In 1990, one of Margareth Menezes's tracks "Elegibô (Uma Historia De Ifa)" was used in the Mickey Rourke film Wild Orchid. This prompted Island Records in the US to release a compilation album of some of her older material from Brazil on their subsidiary label, Mango. The album, simply titled Elegibô, was an instant hit, reaching # 1 on the Billboard World Music chart at a time when David Byrne was championing Brazilian music in the US. The title track itself became a regular staple at clubs playing so-called world music throughout the US and Europe. The album also received a full release in the UK, Germany and France. A single, "Tenda do Amor", was also released from the album in some European territories. Menezes toured internationally on the back of this album, generating a lot of press in the process. A second US-released follow-up album Kindala, released late 1991, but repackaged in some territories from the Brazilian version of the same name, also achieved some success. This release also gave Menezes a minor hit album in France too.
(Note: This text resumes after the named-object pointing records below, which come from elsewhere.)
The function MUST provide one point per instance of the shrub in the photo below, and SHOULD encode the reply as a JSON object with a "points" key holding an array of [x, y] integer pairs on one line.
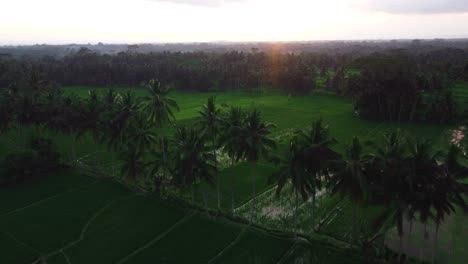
{"points": [[41, 157]]}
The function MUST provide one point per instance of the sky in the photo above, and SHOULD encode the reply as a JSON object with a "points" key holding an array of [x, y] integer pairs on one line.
{"points": [[156, 21]]}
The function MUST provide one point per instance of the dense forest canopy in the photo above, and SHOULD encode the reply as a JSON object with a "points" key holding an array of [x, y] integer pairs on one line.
{"points": [[414, 77]]}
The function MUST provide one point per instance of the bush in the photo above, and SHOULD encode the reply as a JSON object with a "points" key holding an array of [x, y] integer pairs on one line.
{"points": [[41, 157]]}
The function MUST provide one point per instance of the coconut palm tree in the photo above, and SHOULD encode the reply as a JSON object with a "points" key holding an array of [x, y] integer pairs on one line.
{"points": [[92, 113], [230, 139], [433, 192], [255, 143], [452, 163], [318, 156], [389, 167], [119, 119], [159, 110], [192, 159], [210, 121], [133, 163], [292, 169], [350, 176]]}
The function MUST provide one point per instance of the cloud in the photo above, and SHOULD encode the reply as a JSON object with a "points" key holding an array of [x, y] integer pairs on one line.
{"points": [[201, 2], [414, 6]]}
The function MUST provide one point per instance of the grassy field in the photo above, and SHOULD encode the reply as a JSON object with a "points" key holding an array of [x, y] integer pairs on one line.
{"points": [[99, 221], [110, 207]]}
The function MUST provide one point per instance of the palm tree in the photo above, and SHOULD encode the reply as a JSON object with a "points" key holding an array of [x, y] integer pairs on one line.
{"points": [[389, 167], [292, 169], [210, 121], [157, 105], [318, 156], [140, 133], [133, 163], [452, 163], [159, 109], [255, 143], [119, 120], [230, 139], [432, 191], [350, 175], [91, 111], [192, 159]]}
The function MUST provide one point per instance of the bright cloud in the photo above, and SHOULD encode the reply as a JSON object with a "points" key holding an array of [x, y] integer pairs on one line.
{"points": [[415, 6], [137, 21]]}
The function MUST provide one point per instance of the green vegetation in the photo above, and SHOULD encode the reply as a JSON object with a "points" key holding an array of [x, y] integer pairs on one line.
{"points": [[108, 224], [83, 216]]}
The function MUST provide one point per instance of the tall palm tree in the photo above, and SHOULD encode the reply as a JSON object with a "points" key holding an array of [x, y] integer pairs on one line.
{"points": [[390, 168], [192, 159], [255, 143], [292, 169], [432, 191], [159, 109], [133, 163], [92, 113], [318, 155], [230, 139], [210, 121], [452, 163], [350, 176]]}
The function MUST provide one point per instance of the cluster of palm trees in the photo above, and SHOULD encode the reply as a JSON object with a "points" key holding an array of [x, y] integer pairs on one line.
{"points": [[407, 177]]}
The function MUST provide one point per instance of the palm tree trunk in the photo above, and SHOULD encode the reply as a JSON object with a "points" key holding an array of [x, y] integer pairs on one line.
{"points": [[232, 188], [313, 210], [193, 192], [74, 150], [164, 164], [295, 214], [252, 205], [436, 237], [216, 173], [355, 220]]}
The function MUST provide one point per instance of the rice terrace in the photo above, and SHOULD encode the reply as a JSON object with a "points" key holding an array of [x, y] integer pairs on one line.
{"points": [[176, 148]]}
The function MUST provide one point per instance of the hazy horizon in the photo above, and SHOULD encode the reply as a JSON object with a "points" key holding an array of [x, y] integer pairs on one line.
{"points": [[29, 22]]}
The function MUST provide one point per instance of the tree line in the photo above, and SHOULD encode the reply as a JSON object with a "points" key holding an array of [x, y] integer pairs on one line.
{"points": [[408, 177]]}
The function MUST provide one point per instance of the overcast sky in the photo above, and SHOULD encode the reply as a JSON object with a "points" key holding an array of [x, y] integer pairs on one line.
{"points": [[145, 21]]}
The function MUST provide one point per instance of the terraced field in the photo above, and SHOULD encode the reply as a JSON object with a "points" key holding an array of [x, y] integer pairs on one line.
{"points": [[89, 215], [69, 218]]}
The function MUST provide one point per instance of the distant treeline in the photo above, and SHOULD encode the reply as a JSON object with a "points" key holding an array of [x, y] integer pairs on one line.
{"points": [[396, 84]]}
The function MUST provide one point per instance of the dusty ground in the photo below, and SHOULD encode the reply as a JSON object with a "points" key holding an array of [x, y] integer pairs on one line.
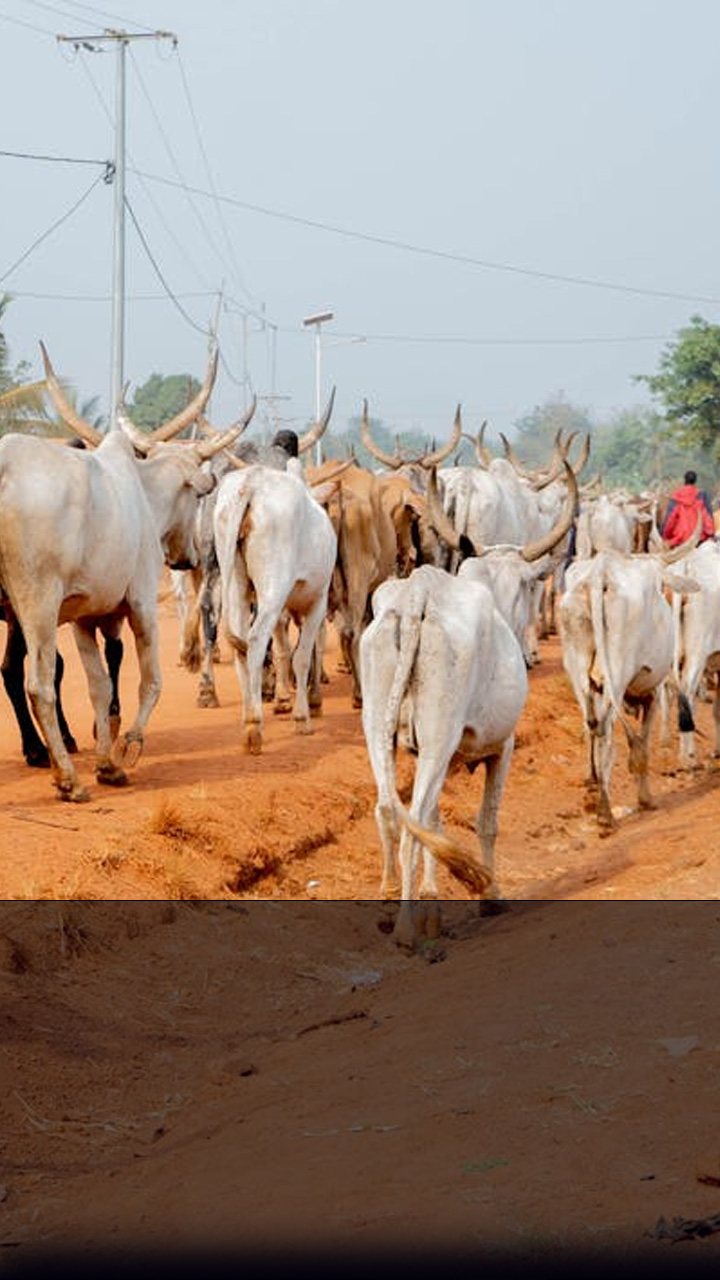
{"points": [[209, 1040]]}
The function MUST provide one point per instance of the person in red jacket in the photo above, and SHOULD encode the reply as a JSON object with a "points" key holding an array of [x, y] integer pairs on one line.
{"points": [[680, 519]]}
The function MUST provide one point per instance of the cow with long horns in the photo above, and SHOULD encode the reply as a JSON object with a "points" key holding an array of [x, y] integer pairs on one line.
{"points": [[83, 536]]}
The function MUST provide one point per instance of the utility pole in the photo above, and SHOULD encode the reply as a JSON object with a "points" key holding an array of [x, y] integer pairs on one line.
{"points": [[92, 44], [317, 321]]}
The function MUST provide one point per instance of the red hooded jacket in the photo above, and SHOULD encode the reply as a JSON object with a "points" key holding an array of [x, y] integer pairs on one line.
{"points": [[682, 516]]}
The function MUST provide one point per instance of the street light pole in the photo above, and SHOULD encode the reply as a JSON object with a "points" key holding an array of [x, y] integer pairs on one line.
{"points": [[318, 321]]}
During his time in the city of Salvador, Bahia, Paul Simon encountered the music ensemble Grupo Cultural Olodum after hearing that they were rehearsing there. Simon was impressed with their playing and recorded the ensemble two days later for "The Obvious Child", which became the opening track to Rhythm of the Saints. On Rhythm of the Saints, Simon decided to build many of the tracks around polyrhythmic percussion patterns. Michael Jackson recorded his 1996 hit They Don't Really Care About Us in Bahia. Spike Lee and directed the music video for this song, the music video was shot in the historic district of Pelourinho in Salvador and in a favela in Rio de Janeiro. Michael Jackson collaborated with Olodum in this video, which featured 200 members of the band playing their different types of drums to the sound of samba-reggae from Salvador. Due to this video, Olodum was exposed to 140 countries, increasing the reach of Afro-Brazilian samba-reggae.
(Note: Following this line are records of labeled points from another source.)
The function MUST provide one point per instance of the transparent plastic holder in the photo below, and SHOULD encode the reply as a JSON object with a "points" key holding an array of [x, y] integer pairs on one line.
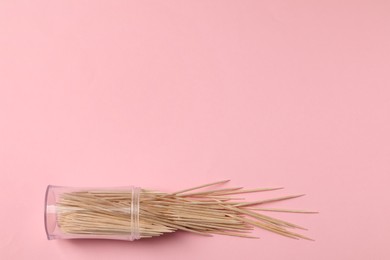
{"points": [[92, 213]]}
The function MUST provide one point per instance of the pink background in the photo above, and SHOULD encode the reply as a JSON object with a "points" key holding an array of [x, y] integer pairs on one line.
{"points": [[170, 94]]}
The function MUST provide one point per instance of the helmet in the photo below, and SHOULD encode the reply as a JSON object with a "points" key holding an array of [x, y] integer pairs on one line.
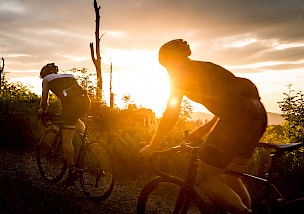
{"points": [[48, 69], [177, 47]]}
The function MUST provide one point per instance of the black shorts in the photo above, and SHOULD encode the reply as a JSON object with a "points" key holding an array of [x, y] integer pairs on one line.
{"points": [[74, 108], [235, 135]]}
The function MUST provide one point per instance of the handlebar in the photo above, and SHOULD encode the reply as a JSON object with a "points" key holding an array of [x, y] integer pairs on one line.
{"points": [[168, 153], [48, 119]]}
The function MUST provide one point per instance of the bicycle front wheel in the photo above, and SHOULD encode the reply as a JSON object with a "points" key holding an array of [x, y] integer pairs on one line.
{"points": [[160, 195], [97, 171], [50, 157]]}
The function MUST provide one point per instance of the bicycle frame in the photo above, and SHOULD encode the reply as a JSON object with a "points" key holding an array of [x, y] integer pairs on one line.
{"points": [[188, 192]]}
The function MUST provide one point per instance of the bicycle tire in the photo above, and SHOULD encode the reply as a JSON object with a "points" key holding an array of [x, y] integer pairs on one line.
{"points": [[50, 156], [160, 195], [97, 171], [295, 206]]}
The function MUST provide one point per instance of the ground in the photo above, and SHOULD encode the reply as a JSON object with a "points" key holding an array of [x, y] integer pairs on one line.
{"points": [[22, 190]]}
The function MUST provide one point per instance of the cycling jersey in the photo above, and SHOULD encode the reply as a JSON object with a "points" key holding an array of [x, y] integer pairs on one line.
{"points": [[75, 102], [213, 86], [235, 100]]}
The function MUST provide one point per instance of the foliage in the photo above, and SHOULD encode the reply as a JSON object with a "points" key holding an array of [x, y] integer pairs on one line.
{"points": [[15, 98], [274, 134], [292, 107], [125, 129]]}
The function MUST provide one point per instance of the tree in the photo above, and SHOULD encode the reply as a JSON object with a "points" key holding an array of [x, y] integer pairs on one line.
{"points": [[1, 70], [97, 60], [292, 107]]}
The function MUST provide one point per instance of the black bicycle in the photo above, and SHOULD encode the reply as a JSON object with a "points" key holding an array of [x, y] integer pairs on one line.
{"points": [[170, 194], [94, 163]]}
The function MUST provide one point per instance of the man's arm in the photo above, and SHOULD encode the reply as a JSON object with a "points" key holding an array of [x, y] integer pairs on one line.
{"points": [[44, 97]]}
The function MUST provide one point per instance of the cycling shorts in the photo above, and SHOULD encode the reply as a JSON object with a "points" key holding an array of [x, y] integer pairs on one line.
{"points": [[235, 136], [73, 109]]}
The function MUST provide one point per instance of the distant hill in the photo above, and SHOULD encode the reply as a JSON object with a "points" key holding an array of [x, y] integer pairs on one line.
{"points": [[273, 118]]}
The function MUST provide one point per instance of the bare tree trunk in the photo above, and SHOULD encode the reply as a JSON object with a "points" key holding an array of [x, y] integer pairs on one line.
{"points": [[1, 70], [97, 60]]}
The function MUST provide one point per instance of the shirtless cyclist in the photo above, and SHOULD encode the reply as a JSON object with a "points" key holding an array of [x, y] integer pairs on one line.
{"points": [[240, 121], [75, 103]]}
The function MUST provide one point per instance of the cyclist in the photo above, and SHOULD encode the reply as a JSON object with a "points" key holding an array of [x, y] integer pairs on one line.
{"points": [[240, 121], [75, 103]]}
The success of Ivete Sangalo and Claudia Leitte in the United States. Both singers sell out shows wherever they go, Ivete Sangalo sold out Madison Square Garden in 2010. In an interview before her show at MS, she stated: "When I was recognized in Brazil, I was also known, and Brazil is a gigantic place with a lot of talent. I didn't come here with the intention of being known, but what I came here to do, I came to do right". In that show, she managed to bring to the United States a "mini-version of Carnival". Claudia Leitte, on the other hand, gained international prominence when she appeared on Billboard's Social 50 for 8 weeks after collaborating on "We Are One", the 2014 World Cup theme song. Pitbull, Daddy Yankee and Jennifer Lopez. Ivete Sangalo is the only artist to have participated in all editions of the Rock in Rio Lisboa show, in addition to having participated in Rock in Rio Brasil, Spain and the United States.